Named after consequential 19th century abolitionist Frederick Douglass, The Douglass Project, is one of the core programs in the Research Department of The PuLSE Institute, producing evidence-based analysis, policy initiatives and proposals that are strategically aligned with the principal pillars of race, equity, and democracy. The goal of the project is for the successful implementation of solutions to inequality that will be useful to present and future generations.
One of the most influential leaders and thinkers in history, noted for his oratorical prowess and prolific writings, Frederick Douglass was a man ahead of his time as he launched an unrelenting crusade against slavery in the United States. Demanding that his country end its hypocrisy of values by granting freedom and equality to its black citizens, Douglass, born a slave, challenged white authority figures at the apex of the American government, including former Presidents, to end the barbaric institution of slavery by fully employing the power of his pen and his voice. His quest for equality did not end with the abolition of slavery, and neither did his call for full independence. He continued to use his remarkable skills and brilliance to fight for the right to vote and for blacks to be fully engaged in American life and democracy.
Ever the visionary, Douglass employed the technology of his time to spread his message visually, using photography to purposefully elevate the image of the African American as an intellectual and humane equal, in contradiction to demeaning and inhumane depictions of black life often seen in the 19th century. He also championed women’s rights as a devoted advocate for women’s suffrage, a position many men in the modern era have yet to echo as loudly, boldly and forcefully as Douglass.
Douglass exercised extraordinary initiative to secure racial equity by petitioning President Abraham Lincoln on the Emancipation Proclamation, as well as unparalleled advocacy in his pursuit of full gender equality. Due to these outstanding efforts, along with his passion and persistence in utilizing the power of the pen, voice, and vote, The PuLSE Institute is proud to proclaim The Douglass Project. Housed in the Institute’s Research Department, The Douglass Project will focus on areas of research as it pertains to the core values to which Frederick Douglass dedicated his life: race, equity, and democracy. The research will produce publications, policy initiatives and proposals geared towards reducing inequality.

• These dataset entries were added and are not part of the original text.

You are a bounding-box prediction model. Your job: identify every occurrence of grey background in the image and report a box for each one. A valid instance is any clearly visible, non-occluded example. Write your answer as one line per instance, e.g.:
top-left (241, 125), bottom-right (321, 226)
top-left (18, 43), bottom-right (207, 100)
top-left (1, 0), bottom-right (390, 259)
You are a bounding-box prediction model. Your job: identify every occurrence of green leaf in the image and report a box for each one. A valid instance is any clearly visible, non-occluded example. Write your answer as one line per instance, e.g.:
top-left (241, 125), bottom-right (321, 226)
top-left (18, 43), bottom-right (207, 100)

Appropriately, The Douglass Project is located here in Detroit, where Douglass quietly but famously met with prominent, fierce anti-slavery activist, John Brown, in a historic meeting between two of the leading abolitionists of the 19th century.
Significantly, Detroit was frequently the final stop on the Underground Railroad, making the city a vital destination in the abolitionist movement, with many slaves escaping to freedom in Windsor, Canada, just across the Detroit River. How suitable then that Frederick Douglass and John Brown met in Detroit, shortly before the latter’s historic raid in Harper’s Ferry, Virginia. And while the two disagreed on the methodology to end slavery, both were dedicated to the abolition of the inhuman institution, which was ended just six years after their historic visit in Detroit. Likewise, as Detroit has played a key role in securing freedom for oppressed and enslaved African Americans, it is no stranger to civil and human rights, making it the perfect destination to address the inequalities that plague our society today.
In addition to The Douglass Project, the Institute is launching the Annual Frederick Douglass Distinguished Leadership Lecture Against Inequality. This lecture series, which will kick-off in 2019, was created with the explicit purpose of featuring an outstanding individual from around the nation and the world whose commitment to addressing inequality or body of work reflects Douglass’ message against inequality and his relentless promotion of democracy. It will also explore the many and varied contributions of Douglass as both a national and international statesman of his era. The goal of the series is to invite thought leaders, policy makers and articulators of the human sphere who will enhance the understanding of the need to push for the implementation of policies that will help deter inequality in our society. By challenging us with new ideas and locating the vexing problems creating inequality, the Speaker will help us further enrich our knowledge of the underlying issues confronting us today in the fight against poverty and inequality.
The 2019 inaugural Speaker will be announced soon.